Fan releases Nine Inch Nail’s April Fool’s joke album a decade after gag was made

'Strobe Light' was first announced by Trent Reznor in 2009

A fan appears to have made a joke Nine Inch Nails record to make good on the band’s April Fool’s promise from 2009.

Twitter user @seed_nine is seemingly the brains behind ‘Strobe Light’, the collaborative record that Nine Inch Nails frontman Trent Reznor announced a decade ago. At the time, a rapidly flashing GIF image was featured at the top of the band’s website with a strobe effect to match the album name.

But the long-running April Fool’s day joke looks to have reached its end – to some extent – with a 14-track album shared on Bandcamp. Songs on the record feature vocal samples of Jay-Z, Bono, Coldplay’s Chris Martin, Justin Timberlake, Shania Twain, and more.

Strobe Light, by Nine Inch Nails

Strobe Light by Nine Inch Nails, released 01 April 2019 1. Intro Skit 2. Everybody's Doing It (featuring Bono, Chris Martin & Jay-Z) 3. Black T-Shirt 4. Pussygrinder (featuring Sheryl Crow) 5. Coffin on The Dancefloor 6. This Rhythm is Infected 7. Slide to the Dark Side 8.

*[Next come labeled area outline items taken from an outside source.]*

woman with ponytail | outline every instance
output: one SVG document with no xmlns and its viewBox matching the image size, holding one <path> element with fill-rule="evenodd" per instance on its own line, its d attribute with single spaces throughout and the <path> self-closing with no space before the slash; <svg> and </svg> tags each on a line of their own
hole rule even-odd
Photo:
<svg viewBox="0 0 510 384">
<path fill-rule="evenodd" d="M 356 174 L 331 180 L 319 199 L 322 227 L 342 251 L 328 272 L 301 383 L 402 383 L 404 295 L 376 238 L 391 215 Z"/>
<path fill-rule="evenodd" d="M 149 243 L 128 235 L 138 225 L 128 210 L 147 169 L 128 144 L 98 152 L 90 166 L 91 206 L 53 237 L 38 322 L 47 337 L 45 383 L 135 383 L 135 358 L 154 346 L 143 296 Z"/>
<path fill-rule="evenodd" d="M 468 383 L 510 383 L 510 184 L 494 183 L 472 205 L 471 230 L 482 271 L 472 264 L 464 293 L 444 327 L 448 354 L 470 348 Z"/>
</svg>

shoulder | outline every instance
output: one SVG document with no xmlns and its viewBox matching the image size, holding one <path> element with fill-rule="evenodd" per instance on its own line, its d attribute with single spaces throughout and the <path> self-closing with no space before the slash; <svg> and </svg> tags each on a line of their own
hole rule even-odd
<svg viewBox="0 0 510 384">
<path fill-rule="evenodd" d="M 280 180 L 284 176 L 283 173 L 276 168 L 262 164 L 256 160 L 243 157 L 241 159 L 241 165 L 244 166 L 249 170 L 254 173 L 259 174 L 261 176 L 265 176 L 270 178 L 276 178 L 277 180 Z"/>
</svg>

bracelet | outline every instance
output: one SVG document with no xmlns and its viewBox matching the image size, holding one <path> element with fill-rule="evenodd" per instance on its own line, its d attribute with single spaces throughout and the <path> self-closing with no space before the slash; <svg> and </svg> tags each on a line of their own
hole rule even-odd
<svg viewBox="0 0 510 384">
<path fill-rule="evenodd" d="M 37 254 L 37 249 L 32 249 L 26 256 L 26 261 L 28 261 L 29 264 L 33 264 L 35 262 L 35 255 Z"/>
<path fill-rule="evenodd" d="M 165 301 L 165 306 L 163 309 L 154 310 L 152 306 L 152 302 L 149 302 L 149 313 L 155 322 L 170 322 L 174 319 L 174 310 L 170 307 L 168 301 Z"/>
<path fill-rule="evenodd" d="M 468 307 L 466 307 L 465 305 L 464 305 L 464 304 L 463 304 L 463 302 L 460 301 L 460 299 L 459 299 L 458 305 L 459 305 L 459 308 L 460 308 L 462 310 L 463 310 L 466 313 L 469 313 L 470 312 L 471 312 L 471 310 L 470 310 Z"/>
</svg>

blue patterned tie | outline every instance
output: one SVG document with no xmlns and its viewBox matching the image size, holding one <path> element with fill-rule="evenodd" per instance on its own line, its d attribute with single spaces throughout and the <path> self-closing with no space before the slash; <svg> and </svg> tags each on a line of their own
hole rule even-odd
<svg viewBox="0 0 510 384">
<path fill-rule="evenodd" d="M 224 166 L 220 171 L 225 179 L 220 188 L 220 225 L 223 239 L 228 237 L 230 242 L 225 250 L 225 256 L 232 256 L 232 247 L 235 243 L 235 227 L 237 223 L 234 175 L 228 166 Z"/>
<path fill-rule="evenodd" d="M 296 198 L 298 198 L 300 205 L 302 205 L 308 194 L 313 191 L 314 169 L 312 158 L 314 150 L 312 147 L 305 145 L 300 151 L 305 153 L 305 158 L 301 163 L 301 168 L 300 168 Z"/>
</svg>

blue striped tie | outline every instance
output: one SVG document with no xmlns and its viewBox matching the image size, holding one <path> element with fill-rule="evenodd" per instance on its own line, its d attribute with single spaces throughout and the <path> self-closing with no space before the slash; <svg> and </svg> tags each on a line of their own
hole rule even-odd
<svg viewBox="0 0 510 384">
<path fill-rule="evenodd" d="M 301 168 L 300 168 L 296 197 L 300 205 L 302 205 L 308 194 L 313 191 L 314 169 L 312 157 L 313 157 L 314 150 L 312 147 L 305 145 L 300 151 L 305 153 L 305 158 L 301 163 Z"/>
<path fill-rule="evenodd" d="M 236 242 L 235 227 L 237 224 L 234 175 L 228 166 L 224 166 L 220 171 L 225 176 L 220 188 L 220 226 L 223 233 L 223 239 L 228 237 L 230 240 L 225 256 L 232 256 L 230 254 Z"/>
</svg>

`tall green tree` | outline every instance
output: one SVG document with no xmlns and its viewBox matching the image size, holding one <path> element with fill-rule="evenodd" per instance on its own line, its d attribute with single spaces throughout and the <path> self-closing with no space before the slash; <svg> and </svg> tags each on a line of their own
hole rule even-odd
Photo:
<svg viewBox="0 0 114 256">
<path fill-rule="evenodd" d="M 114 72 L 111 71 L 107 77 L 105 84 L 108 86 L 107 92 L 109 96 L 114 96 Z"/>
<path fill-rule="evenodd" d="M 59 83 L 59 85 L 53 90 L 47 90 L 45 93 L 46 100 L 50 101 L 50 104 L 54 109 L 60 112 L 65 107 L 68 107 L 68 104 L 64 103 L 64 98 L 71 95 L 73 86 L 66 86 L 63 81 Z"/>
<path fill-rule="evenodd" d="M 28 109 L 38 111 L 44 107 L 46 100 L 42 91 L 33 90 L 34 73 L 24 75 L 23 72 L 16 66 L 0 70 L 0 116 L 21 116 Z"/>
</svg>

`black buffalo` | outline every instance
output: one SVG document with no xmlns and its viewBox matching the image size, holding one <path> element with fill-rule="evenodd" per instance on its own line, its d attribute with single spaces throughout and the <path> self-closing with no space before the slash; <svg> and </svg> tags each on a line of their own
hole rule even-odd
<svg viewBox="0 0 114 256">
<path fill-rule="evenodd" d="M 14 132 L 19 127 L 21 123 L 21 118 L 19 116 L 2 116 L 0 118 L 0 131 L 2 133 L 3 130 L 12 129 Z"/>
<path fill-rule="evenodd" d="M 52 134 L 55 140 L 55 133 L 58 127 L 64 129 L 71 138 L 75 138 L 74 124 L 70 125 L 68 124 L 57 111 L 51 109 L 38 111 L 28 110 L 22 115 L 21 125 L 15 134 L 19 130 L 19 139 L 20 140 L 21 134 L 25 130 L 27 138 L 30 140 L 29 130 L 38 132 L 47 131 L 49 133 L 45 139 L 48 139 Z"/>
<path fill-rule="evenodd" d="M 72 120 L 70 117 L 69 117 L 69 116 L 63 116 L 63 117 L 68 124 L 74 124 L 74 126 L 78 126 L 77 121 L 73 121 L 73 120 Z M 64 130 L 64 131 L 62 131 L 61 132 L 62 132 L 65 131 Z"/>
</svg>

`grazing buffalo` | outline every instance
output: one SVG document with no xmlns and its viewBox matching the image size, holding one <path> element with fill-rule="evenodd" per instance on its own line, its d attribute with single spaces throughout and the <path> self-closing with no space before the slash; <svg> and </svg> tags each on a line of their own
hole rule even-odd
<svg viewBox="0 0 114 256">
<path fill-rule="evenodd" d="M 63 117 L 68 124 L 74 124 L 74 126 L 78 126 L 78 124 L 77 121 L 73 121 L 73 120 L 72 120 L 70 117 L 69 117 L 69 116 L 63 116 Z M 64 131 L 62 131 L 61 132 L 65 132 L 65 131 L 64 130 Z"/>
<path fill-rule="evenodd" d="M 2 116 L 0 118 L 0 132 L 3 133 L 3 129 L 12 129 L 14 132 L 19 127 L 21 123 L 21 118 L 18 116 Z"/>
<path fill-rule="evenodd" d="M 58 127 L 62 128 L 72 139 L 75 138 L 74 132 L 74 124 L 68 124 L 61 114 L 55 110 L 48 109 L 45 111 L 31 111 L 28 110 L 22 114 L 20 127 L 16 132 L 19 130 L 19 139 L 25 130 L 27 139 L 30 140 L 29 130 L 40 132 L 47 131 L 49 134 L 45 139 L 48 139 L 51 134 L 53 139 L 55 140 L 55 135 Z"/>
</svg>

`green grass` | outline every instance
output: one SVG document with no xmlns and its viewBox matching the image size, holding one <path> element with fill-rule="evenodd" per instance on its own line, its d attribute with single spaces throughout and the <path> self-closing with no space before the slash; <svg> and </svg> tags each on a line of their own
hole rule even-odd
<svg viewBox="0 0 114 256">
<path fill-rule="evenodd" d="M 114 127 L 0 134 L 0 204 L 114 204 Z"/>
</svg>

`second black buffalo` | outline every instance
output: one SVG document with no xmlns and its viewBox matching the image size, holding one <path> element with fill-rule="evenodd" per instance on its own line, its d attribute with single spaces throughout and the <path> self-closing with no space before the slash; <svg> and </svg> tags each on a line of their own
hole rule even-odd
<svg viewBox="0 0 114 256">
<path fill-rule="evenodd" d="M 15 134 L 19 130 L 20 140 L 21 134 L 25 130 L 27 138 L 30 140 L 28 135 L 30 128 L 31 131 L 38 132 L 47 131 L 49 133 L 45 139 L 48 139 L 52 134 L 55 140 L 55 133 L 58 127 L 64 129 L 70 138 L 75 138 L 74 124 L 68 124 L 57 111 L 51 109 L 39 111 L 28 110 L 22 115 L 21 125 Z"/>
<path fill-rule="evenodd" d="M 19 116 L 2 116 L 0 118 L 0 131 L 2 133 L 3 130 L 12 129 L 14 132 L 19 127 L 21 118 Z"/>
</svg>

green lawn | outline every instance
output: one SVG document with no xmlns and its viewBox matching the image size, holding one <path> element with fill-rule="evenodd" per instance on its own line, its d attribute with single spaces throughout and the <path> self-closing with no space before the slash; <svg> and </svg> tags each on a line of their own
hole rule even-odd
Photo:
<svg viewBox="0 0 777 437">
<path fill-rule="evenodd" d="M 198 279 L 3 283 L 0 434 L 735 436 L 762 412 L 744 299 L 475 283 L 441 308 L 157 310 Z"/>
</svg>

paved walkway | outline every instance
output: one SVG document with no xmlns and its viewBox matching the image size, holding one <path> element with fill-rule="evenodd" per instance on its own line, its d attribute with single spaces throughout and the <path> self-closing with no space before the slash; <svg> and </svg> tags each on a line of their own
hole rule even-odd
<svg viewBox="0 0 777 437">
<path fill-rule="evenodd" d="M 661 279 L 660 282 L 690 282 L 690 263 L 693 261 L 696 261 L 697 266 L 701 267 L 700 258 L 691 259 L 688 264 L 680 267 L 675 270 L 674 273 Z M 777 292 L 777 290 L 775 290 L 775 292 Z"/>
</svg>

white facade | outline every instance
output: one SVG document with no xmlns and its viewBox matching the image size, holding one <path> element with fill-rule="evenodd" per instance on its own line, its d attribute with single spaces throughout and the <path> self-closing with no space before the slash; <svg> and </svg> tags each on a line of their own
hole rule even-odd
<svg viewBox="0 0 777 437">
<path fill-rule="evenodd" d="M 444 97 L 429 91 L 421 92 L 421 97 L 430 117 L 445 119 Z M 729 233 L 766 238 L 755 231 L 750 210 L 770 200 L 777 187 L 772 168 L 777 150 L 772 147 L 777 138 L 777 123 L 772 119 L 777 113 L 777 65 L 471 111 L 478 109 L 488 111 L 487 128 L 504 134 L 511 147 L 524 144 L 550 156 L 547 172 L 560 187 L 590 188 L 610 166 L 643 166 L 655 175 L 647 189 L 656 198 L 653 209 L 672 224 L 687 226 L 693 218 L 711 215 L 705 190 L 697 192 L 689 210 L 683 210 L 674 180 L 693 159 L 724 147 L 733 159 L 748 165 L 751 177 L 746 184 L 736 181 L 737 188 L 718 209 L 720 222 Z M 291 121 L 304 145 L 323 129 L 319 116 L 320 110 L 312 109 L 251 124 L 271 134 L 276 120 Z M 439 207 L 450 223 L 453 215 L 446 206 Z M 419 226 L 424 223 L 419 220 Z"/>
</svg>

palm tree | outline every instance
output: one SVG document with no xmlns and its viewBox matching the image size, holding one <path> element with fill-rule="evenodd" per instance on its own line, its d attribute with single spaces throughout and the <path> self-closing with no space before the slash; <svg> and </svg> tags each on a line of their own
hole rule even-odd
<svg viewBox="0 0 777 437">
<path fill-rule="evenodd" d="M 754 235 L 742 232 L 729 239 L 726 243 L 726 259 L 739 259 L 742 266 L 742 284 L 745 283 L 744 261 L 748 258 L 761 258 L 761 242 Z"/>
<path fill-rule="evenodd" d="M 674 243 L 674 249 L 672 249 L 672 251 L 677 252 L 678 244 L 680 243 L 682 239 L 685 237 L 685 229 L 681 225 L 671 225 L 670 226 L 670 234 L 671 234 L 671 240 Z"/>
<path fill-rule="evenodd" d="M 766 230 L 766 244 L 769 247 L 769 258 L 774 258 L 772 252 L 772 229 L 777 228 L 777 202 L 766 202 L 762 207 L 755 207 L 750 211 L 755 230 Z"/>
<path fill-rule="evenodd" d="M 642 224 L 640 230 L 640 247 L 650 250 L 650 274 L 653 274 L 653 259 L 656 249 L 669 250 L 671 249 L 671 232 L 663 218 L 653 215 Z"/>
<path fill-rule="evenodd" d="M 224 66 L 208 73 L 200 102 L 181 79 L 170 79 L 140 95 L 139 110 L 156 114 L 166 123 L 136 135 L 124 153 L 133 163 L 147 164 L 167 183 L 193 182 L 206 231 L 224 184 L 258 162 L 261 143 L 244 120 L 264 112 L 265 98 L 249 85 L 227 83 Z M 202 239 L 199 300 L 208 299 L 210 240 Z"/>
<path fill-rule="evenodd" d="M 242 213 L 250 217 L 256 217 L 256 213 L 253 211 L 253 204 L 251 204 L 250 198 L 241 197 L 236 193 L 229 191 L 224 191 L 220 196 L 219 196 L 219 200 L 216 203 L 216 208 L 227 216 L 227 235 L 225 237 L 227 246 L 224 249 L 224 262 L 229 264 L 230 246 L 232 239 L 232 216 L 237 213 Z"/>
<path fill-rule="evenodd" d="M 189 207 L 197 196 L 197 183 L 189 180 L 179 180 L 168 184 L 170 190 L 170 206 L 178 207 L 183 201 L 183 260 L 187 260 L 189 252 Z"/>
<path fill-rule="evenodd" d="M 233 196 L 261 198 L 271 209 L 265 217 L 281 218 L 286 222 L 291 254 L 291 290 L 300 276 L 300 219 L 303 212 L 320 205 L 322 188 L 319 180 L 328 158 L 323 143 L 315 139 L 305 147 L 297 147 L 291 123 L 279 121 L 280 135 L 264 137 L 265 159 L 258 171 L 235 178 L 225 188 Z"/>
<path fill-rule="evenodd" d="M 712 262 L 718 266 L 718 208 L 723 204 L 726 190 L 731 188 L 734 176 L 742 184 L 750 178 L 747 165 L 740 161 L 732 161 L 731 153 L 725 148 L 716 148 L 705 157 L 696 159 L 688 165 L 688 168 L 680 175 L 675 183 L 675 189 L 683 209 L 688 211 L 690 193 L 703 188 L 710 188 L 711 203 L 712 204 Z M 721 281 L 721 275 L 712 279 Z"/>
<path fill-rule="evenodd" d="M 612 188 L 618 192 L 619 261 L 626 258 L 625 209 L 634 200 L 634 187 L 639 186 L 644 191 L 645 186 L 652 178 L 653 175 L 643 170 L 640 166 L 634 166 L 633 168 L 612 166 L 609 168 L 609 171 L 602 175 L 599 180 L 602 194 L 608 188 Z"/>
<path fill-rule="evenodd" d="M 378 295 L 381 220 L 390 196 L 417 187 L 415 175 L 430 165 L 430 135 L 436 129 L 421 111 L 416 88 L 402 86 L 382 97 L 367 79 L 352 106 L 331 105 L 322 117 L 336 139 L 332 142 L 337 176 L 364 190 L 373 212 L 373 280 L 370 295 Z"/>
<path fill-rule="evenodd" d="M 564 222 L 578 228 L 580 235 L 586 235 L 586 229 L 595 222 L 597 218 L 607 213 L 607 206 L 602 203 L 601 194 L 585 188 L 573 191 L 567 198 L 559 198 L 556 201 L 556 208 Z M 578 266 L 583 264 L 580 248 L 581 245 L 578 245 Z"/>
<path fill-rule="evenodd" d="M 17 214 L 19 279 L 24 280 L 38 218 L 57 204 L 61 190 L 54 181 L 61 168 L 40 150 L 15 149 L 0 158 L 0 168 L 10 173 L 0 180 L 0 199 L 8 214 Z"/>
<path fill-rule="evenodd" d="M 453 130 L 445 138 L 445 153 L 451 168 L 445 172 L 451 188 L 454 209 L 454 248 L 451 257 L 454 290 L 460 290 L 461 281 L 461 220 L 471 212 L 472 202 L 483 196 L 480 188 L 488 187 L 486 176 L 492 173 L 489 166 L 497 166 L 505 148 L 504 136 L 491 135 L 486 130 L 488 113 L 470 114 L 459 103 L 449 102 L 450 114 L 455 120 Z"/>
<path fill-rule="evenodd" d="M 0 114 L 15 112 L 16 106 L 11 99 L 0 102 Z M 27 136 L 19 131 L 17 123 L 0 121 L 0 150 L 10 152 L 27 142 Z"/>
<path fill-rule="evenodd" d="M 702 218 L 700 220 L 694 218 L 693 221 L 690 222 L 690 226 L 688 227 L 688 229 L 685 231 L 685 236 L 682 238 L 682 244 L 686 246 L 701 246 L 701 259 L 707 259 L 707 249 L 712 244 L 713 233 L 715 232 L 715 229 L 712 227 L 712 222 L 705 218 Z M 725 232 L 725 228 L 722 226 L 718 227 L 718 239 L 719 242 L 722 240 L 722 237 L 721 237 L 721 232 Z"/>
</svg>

Music journalist Annie Zeleski responded to the news on Twitter today (April 1), writing: “I appreciate gambits with long games. Which is why it’s delightful to me that, a full decade after Nine Inch Nails touted an April Fool’s Day gag album called “Strobe Light,” the LP apparently exists.”

Of course, we could be doubly-bluffed; Reznor and co. could have in fact written and uploaded the album.

In other Nine Inch Nails news, Reznor delivered a heartfelt tribute to The Cure at their Rock & Roll Hall of Fame induction over the weekend (March 30).

He spoke about how the music of The Cure gave him a sense of belonging at a time when he felt none. He also went on to praise the band’s creativity.

“Immediately this band struck a chord. The first album I heard was ‘The Head on the Door.’ I hadn’t heard anything like it before. I felt a lot of the darkness that I felt in my head coming back at me through the speakers, and it blew my mind,” he said.

“It was like this music was written just for me. I struggled my whole life feeling that I don’t fit in or belong anywhere — kind of like right now. Hearing this, suddenly I felt connected, no longer quite so alone.”

Nine Inch Nails’ management have been contacted for comment by NME.